The European Commission, Parliament and Council are ready to launch so-called “trilogue” talks to hammer out a final compromise for the Renewable Energy Directive for 2020-2030. There’s a lot at stake, including the level of ambition the EU will show for renewable energy in transport – the one sector where it is falling short of its climate-change goals.

Rather than demonising all biofuels, the EU needs a renewable energy policy that prizes performance in reducing greenhouse-gas emissions and restores investor confidence. In our latest position paper, ePURE offers a vision for how Europe can live up to its climate promises with a renewable energy policy that includes sustainable biofuels like ethanol that deliver significant greenhouse-gas reduction in today’s vehicle fleet.

During the RED II negotiations, EU policymakers should:

  • Set meaningful ambitions for renewable low-carbon fuels. Meeting the EU’s 2030 climate and energy goals requires between 12% and 15.6% renewable energy content in transport, without artificially inflating this share with multipliers.
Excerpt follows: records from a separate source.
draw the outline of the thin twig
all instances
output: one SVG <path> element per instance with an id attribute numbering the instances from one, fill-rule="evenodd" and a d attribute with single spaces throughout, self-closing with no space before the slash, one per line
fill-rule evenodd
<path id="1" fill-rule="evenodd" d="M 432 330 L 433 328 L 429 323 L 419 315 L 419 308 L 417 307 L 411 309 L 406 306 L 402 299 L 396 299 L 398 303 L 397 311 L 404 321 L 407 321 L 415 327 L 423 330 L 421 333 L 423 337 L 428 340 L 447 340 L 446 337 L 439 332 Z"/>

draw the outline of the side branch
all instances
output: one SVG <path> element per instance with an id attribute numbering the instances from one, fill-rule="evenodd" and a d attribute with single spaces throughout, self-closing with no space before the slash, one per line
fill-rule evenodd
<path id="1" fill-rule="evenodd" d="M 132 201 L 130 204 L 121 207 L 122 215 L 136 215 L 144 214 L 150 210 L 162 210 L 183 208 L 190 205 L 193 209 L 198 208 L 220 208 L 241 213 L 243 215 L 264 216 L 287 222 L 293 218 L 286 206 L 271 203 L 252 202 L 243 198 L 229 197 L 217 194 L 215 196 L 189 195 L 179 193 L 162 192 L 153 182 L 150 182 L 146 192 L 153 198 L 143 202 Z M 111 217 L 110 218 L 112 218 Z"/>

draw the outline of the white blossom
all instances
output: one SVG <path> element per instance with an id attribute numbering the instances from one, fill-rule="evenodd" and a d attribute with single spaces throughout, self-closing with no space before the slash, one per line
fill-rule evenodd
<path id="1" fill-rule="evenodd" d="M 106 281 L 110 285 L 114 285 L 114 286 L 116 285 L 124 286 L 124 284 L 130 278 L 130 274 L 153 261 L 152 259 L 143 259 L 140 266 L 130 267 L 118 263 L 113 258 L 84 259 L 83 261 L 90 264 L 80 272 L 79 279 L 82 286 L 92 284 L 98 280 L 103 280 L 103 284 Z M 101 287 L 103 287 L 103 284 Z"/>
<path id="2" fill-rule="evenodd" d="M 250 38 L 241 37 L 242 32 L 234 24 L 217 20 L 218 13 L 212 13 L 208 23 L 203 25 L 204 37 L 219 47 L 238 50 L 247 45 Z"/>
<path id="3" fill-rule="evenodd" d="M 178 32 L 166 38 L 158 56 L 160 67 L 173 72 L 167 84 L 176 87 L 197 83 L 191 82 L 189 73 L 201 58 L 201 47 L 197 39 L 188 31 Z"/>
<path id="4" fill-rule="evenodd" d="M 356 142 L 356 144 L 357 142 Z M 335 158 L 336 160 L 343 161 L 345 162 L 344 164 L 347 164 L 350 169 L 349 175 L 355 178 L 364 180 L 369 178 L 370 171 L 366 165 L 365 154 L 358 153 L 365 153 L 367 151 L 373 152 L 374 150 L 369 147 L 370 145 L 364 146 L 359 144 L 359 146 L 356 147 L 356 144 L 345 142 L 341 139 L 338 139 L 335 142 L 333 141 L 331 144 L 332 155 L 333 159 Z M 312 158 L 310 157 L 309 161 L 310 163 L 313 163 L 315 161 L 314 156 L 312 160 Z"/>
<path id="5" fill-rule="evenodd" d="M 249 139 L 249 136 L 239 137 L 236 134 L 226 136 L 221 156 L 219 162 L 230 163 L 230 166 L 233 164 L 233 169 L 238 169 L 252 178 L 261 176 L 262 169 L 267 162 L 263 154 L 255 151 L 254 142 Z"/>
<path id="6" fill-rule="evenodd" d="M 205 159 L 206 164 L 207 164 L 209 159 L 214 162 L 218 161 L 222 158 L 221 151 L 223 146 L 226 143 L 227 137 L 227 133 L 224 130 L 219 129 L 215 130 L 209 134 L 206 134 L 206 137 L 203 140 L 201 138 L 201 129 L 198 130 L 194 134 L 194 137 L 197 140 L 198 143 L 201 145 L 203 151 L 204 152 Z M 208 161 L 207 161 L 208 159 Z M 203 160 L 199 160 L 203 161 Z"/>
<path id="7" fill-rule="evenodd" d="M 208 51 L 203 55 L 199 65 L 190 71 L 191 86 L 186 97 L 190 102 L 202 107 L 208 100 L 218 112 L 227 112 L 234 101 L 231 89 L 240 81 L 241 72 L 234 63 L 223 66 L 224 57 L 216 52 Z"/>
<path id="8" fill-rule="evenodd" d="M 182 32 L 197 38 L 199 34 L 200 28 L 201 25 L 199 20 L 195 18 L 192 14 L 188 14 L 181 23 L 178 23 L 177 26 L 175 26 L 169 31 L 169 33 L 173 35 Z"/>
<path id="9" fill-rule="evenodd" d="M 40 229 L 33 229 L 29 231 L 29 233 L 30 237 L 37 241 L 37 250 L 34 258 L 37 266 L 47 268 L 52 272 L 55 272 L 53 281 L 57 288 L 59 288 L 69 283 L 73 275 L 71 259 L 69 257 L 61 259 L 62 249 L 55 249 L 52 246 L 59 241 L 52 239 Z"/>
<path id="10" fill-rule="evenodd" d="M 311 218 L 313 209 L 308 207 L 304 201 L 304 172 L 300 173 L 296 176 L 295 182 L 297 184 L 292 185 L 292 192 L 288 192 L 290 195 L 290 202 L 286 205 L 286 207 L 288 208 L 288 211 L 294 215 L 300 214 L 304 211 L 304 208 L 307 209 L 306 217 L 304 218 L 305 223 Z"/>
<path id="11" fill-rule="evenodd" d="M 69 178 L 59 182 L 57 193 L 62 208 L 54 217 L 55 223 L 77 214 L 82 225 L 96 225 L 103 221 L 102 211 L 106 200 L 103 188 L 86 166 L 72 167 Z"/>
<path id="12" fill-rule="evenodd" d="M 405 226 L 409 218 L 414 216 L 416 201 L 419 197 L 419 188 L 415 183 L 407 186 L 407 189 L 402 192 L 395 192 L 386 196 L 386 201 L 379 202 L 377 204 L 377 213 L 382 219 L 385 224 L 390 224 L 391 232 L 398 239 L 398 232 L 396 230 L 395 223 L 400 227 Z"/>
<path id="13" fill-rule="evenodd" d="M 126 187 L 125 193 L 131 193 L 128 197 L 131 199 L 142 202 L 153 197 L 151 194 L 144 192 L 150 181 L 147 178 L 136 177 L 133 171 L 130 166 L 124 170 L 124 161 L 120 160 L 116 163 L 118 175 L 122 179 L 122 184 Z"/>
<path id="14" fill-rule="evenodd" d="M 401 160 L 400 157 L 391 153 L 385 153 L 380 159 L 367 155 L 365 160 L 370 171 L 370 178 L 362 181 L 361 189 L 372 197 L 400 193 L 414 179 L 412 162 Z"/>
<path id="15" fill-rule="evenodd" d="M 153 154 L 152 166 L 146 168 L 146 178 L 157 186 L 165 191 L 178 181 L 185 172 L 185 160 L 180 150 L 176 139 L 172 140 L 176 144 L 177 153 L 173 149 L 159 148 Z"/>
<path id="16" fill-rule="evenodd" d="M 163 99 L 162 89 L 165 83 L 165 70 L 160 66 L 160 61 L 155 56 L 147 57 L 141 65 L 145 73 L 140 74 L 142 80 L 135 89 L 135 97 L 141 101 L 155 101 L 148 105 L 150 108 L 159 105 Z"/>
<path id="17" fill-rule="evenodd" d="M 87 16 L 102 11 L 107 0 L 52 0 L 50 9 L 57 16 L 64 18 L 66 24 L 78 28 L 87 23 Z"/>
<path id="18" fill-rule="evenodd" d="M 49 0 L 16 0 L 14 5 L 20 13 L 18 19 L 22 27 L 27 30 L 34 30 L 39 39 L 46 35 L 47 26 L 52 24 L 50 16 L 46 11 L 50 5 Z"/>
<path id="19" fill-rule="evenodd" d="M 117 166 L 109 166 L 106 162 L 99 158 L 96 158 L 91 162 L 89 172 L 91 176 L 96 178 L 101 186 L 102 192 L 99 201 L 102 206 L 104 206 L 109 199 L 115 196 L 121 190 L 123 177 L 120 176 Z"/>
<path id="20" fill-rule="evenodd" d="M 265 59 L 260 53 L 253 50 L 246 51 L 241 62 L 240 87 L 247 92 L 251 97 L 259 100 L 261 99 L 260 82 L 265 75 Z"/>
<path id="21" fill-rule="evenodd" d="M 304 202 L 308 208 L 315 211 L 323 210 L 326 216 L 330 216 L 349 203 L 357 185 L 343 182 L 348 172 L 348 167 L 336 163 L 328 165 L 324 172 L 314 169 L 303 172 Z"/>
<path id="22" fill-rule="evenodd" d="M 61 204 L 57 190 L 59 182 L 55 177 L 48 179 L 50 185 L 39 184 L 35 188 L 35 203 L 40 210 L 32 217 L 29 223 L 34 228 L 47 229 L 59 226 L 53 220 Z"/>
Member States should not be allowed to show fake progress by using math tricks nor to lower their targets for renewables in transport.
  • Ensure a stable policy framework for existing and future investments. The EU should keep a stable 7% crop cap; and any reduction of the cap should not apply to biofuels like EU ethanol that deliver high GHG savings. Backing away from high-performing crop-based biofuels now would only hinder efforts to fight climate change and discourage investment in advanced biofuels.
  • Promote advanced biofuels in synergy with crop-based biofuels. For advanced biofuels to reach their full potential, the EU needs dedicated support and stable policies that can restore investor confidence. This includes a dedicated binding ramping up sub-target for Annex IX-A biofuels. These 2g biofuels are important and will deliver big on decarbonization if we set the right policy now.
  • Strengthen sustainability criteria. Not all biofuels are created equal. The EU should get rid of biofuels like palm oil and derivatives that drive peatland drainage, but support those that contribute sustainably to GHG reduction and food security. EU renewable energy policy should look beyond labels like “conventional” or “advanced” and instead to the real sustainability credentials of biofuels. A maximum contribution of biofuels from Annex IX-B must be maintained and their contribution should not count double.